Quali sono i temi che domineranno la campagna elettorale francese?

«La giustizia fiscale e la lotta all’evasione avranno un ruolo centrale. Macron e il suo partito, La République en marche, ne sono consapevoli e hanno già cominciato a lavorare in quella direzione attraverso la proposta di una web tax che colpisca i colossi di Internet e l’idea di istituire una tassa per i più ricchi, senza però rimettere l’Imposta sulla fortuna (la patrimoniale abolita lo scorso anno, ndr). Ci sarà inoltre un secondo argomento, riguardante l’impatto dell’UE sui margini di manovra della Francia. Il presidente concentrerà il suo discorso sulla necessità di preservare il modello nazionale nel contesto europeo attraverso le riforme previste dal Governo».

Anche l’immigrazione sarà al centro dello scontro politico?

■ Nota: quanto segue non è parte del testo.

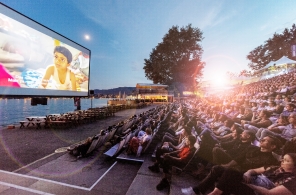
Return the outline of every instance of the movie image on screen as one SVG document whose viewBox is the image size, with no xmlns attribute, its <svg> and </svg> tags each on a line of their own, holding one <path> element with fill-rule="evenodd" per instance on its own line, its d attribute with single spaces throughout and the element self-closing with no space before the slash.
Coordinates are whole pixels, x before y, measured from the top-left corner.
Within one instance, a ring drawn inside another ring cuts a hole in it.
<svg viewBox="0 0 296 195">
<path fill-rule="evenodd" d="M 1 95 L 87 96 L 90 50 L 0 4 Z"/>
</svg>

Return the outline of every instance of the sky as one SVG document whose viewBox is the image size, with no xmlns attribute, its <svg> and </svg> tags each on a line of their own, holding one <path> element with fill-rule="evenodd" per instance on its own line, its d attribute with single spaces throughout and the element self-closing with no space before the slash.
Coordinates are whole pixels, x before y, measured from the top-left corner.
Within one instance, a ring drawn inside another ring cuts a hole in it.
<svg viewBox="0 0 296 195">
<path fill-rule="evenodd" d="M 249 70 L 248 53 L 296 23 L 295 0 L 0 2 L 90 49 L 90 89 L 152 83 L 144 59 L 172 26 L 192 24 L 203 32 L 203 80 L 217 80 Z"/>
</svg>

Partiti di destra come il Rassemblement National e Debout la France (In piedi la Francia, ndr) cercheranno di portare al centro della campagna elettorale il tema dell’immigrazione, ma non so se ci riusciranno. Si tratta di un tema che resta ovviamente importante, ma in questo momento è offuscato dalle rivendicazioni dei gilet gialli. La protesta scoppiata a metà novembre sembra essere stato l’unico elemento in grado di ostacolare Macron. I gilet gialli sono stati i soli ad aver costretto il presidente a mettere un ginocchio a terra. Vedremo dopo le prossime elezioni se Macron riuscirà a risollevarsi o se invece sarà costretto a piegare anche l’altra gamba».